Koh finds creative community extremely important and depends on it. When she first moved to Seattle, she met Kundiman poets who introduced her to the local writing center, universities, and journals. She finds that the camaraderie is rich and unburdening. Earlier in her life, in New York, she would try to do everything and know everything. In Seattle, she was able to learn to say no and realize that knowing the community is there and nearby.

E.J. runs her own website at thisisejkoh.com. One of the things that she does at her website is a project where she aims to write one thousand love letters to strangers by hand. The way people enter is by emailing her from the site and telling them a bit about themselves. She then writes them by hand and sends them out. These letters can take 3-4 months to arrive, but they are very unique and are a unique collector’s item for those who receive them.

The Magical Language of Others: A Memoir was the winner of the Pacific Northwest Booksellers Association Award and Koh’s first non-poetry release. The book is the love story of mother and daughter told through letters. After living in America for over a decade, Eun Ji Koh saw her parents return to South Korea for work. She was left behind in California along with her brother. Eun Ji finds herself abandoned and struggles to make her way in the world without her mother. Eun Ji’s mother writes letters to her in Korean over the years, sending her her love and wishing for her forgiveness. Eun Ji can’t fully understand them though and is unable to until she finds them years later hidden in a box.

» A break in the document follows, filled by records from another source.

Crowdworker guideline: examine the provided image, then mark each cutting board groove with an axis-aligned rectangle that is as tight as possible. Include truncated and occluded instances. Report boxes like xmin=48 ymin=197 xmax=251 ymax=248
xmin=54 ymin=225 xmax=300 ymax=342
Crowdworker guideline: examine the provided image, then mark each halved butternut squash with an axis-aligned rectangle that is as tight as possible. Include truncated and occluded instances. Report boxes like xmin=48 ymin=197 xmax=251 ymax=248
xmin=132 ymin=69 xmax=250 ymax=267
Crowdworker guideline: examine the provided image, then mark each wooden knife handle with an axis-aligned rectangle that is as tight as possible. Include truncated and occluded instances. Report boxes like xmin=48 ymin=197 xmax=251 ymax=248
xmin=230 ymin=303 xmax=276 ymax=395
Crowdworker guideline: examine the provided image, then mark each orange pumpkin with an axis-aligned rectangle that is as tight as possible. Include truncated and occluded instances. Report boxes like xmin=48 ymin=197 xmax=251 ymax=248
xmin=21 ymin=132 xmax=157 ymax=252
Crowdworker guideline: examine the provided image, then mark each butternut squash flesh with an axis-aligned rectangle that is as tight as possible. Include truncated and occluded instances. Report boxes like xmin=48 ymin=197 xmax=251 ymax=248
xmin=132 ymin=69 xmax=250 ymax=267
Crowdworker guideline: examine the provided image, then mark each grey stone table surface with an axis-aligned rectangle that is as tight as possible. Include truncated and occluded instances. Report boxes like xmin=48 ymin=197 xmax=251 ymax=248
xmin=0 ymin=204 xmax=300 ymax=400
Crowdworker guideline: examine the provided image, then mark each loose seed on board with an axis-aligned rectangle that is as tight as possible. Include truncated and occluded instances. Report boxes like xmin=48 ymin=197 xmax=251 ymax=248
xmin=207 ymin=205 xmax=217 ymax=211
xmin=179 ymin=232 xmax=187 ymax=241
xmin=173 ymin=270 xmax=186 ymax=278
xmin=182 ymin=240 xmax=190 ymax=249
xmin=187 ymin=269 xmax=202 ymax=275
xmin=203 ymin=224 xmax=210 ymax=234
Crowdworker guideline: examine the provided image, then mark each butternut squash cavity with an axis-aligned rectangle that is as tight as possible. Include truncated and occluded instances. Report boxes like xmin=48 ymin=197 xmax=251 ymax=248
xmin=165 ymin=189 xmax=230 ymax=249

As Eun Ji translates the letters as an older person, she looks into the history of her family for answers. She finds answers in her grandmother Jun’s years as a lovesick wife in Daejeon, and the loss and destruction her grandmother Kumiko witnessed during the Jeju Island Massacre. She also finds answers in poetry, as well as her own experiences. Eun Ji questions things like where our elder’s stories end and ours begin, and how we find the words to articulate how distance can shape love. The book is the story of hard-win selfhood as well as the deep bonds of family, place, and language. It is a story that Eun Ji is uniquely able to tell.

A Lesser Love: Poems is Koh’s book of love poems and elegies for those who have fumbled and stumbled and disappointed. Koh writes poems of love and departure that apply to romantic partners, family members, and even countries and continents. Koh describes her work as deeply influenced by the idea of jeong, a deep attachment, bond, and reciprocity for places, people, and things. The spirit of jeong is found in every page of the book of poems that are astonishing in the connections they draw and the ties they bind. Each poem in the book begins with a bit of excitement and a chance to make things right. Each birth is seen as an opportunity to right the wrong of what came before, and to get revenge on those who did the wrong. Koh, through her poems, tells us that the choice is ours to make.